Вскоре мы разговаривали с командиром самоходной установки. Молодой лейтенант рассказал, как сидел в засаде, как сдерживал себя, ожидая, пока танки подойдут поближе, подставят борты, хвалил заряжающего за быстроту. Как ни старался лейтенант, он не мог скрыть охватившей его радости. Казалось, она так и брызжет из его глаз.
— К награде его, — предложил я полковнику С. М. Черному. — Его и всех членов экипажа».
Каждый новый день боев приближал нас к Карпатам. В конце апреля левое крыло 1-го Украинского фронта остановилось.
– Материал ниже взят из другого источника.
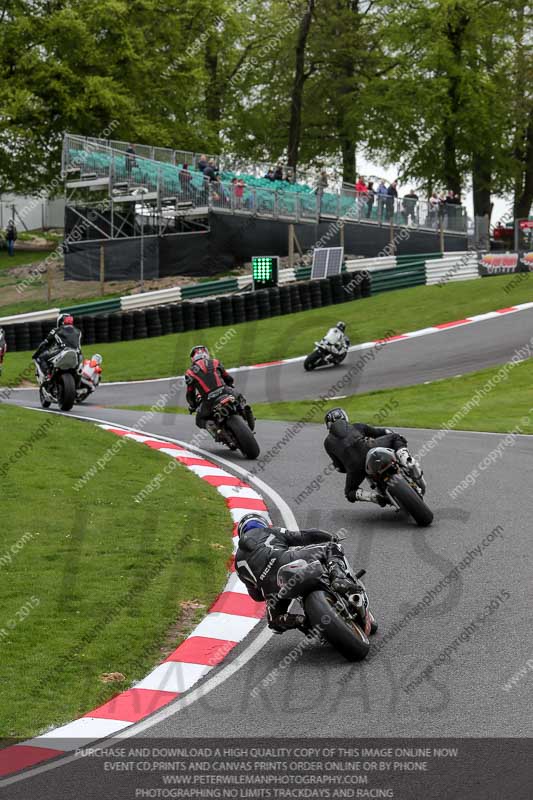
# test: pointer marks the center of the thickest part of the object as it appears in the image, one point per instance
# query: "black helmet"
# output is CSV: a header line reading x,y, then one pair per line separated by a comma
x,y
335,415
199,352
64,319
250,521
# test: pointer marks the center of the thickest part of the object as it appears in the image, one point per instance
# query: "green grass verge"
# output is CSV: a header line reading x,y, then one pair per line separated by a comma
x,y
111,576
432,405
292,335
25,306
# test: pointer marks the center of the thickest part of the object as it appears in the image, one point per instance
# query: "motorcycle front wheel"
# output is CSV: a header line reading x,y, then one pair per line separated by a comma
x,y
342,633
66,391
244,437
312,360
44,402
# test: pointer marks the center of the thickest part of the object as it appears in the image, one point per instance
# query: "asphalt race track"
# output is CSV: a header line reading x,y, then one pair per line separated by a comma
x,y
401,363
321,694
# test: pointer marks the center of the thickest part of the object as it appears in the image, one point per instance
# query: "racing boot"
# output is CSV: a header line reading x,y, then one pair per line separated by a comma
x,y
341,582
371,496
212,429
406,460
288,622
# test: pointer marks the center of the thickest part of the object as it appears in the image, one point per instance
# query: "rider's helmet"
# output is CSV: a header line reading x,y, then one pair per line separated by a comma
x,y
250,521
334,415
198,353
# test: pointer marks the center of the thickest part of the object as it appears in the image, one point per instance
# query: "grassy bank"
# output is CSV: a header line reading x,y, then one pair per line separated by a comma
x,y
92,583
294,334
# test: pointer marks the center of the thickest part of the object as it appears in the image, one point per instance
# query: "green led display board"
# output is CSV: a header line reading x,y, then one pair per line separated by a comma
x,y
265,271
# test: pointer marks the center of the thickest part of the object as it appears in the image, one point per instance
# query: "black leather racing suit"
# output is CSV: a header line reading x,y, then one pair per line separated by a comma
x,y
62,336
347,445
262,551
207,381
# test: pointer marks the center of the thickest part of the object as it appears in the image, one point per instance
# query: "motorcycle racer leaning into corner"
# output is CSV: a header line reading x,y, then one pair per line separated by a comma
x,y
207,381
65,334
263,549
336,338
348,444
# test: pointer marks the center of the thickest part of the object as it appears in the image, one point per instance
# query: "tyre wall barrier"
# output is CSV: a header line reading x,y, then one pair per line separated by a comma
x,y
162,320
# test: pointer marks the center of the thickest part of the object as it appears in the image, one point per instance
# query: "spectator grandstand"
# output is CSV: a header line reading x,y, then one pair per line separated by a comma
x,y
159,170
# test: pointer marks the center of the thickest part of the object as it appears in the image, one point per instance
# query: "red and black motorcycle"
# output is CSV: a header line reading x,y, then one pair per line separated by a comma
x,y
235,423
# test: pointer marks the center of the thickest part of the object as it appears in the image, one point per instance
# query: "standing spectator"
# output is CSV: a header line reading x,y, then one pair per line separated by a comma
x,y
433,212
361,193
410,201
131,160
11,236
185,179
211,170
217,190
382,198
237,187
321,186
450,209
392,196
370,199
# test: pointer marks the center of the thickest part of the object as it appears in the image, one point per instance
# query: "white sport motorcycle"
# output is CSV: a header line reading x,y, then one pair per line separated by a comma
x,y
332,349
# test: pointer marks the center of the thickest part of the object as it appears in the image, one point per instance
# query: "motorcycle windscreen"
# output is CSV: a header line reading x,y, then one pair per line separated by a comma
x,y
298,578
379,460
65,359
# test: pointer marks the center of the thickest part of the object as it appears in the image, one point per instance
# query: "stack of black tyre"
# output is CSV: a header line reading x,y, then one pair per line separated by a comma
x,y
214,312
115,327
238,308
Мы подошли к Карпатам. Корпус занял оборону в районе реки Прут, городов Коломыя, Косов, Куты. Штаб нашего соединения расположился в Коломые…
Остановка для нас была кстати. Не то, что отдохнуть, — на войне об отдыхе думать некогда: надо было подготовиться к боям в горной местности. А воевать в горах — наука сложная, особая. Впереди была «линия Арпада» — грозные укрепления врага. Да что укрепления, порой один пулемет, спрятанный в скальном гнезде, перекрывал всю дорогу. Приходилось заново учиться стрелять и бросать гранаты. При стрельбе нужно было делать поправку на зрительный обман в горах. А при бросании гранаты? Наступаешь, скажем, от подножья. Склоны довольно крутые. Метнул гранату — она скатится, рванет у твоих же ног. Значит, кидать ее надо с задержкой, чтобы она взрывалась сразу же, долетев к фашисту… Тысячи мелочей. Сложности с доставкой боеприпасов. По горным тропам машина не пройдет, тягачом пушку не затянешь. Все приходилось учитывать…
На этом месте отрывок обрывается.